The pediatric healthcare professional should also engage in conversations with parents and caregivers regarding using devices with young children and encourage alternative methods of emotional regulation, she says.

Among the solutions recommended by Radesky when parents are tempted to turn to a device.

  • Sensory techniques: Young children have their own unique profiles regarding the types of sensory inputs that calm them. This can include rocking, cuddling or squeezing, jumping on a trampoline, squishing putty in your hands, listening to music or looking at a book or a sparkly jar. If you see your child getting upset, channel that energy into body movements or sensory approaches.
  • Name the emotion and what to do regarding it: When parents label what they think their child is feeling, they both help the child connect the language to the emotional states, but they also show the child that they are understood. The more calm parents can stay, the more they can show children that emotions are “mentable and manageable”, as Mr. Rogers said.
  • Use color boxes: When children are young, they have trouble thinking regarding abstract and complicated concepts like emotions. The colored zones (blue for bored, green for calm, yellow for anxious/restless, red for explosive) are easier for children to understand and can be turned into a visual guide kept on the fridge, and help youngsters children to paint a mental picture of how their brains and bodies feel. Parents can use these color zones in difficult times (“You’re squirming and you’re in the yellow zone — what can you do to get back to green?”)
  • Suggest replacement behaviors: Children can behave quite negatively when upset, and it’s a normal instinct to want it to stop. But these behaviors communicate emotions — so children might need to learn a safer or more resolute replacement behavior to do instead. This may include teaching a sensory strategy (“hitting hurts people; you can hit that pillow instead”) or clearer communication (“if you want my attention, just pat my arm and say ‘excuse me , mom”.”)

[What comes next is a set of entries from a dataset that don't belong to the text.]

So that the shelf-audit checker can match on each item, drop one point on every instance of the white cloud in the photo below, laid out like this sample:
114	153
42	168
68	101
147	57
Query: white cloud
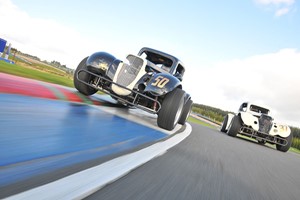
44	38
280	7
271	79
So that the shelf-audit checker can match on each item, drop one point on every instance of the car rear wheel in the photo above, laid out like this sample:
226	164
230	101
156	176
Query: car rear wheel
81	87
234	126
171	109
286	147
186	112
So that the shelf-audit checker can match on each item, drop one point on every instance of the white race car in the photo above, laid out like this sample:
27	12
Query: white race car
254	121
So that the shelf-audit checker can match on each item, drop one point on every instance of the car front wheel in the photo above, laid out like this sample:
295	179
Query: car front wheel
287	146
171	109
186	112
234	126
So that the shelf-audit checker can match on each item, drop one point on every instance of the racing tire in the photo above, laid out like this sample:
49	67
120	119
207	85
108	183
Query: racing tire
224	124
234	126
286	147
186	112
81	87
261	142
171	109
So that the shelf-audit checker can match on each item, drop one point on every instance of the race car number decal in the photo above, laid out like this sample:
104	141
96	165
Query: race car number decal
160	81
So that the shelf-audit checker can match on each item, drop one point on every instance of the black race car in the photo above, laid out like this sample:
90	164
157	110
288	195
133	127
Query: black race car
150	81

Parents can also prevent tech-related tantrums by setting timers, giving children clear expectations regarding when and where devices can be used, and using apps or video services that have clear breakpoints and don’t just autoplay or let the child continue scrolling.

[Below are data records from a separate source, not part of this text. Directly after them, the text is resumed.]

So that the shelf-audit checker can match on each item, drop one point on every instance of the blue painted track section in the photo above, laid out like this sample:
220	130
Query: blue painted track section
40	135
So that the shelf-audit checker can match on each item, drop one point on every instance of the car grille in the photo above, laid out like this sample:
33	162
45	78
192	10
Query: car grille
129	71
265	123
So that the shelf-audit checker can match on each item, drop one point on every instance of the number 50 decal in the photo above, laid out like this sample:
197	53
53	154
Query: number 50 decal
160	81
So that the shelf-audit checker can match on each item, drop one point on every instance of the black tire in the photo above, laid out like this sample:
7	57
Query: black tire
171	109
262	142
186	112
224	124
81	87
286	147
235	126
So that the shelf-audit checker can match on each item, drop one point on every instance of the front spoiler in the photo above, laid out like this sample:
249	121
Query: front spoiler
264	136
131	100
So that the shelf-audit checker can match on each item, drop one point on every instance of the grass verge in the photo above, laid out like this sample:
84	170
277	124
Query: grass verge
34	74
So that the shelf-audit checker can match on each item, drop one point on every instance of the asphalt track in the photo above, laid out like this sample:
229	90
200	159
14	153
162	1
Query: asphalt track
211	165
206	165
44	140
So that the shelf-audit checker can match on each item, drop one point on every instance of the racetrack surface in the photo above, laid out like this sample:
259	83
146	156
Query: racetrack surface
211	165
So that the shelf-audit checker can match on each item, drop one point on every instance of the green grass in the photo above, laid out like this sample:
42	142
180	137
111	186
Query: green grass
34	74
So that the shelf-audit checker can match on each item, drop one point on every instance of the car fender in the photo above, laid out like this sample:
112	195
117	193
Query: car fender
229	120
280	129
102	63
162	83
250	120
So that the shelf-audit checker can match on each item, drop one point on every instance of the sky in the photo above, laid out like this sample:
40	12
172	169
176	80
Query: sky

When children are calm, caregivers also have the opportunity to teach them emotional coping skills, Radesky says. For example, they can talk to them regarding how their favorite stuffed animal might be feeling and how they deal with high emotions and calm down. This type of playful discussion uses children’s language and resonates with them.

“All of these solutions help kids understand themselves better and feel more competent in dealing with their feelings,” Radesky said. “It requires repetition from a caregiver who must also try to stay calm and not overreact to the child’s emotions, but it helps develop emotion regulation skills that last a lifetime. life.

“In contrast, using a distractor like a mobile device doesn’t teach a skill – it just distracts the child from what they’re feeling. Children who do not develop these skills in early childhood are more likely to struggle when stressed. at school or with peers as they get older.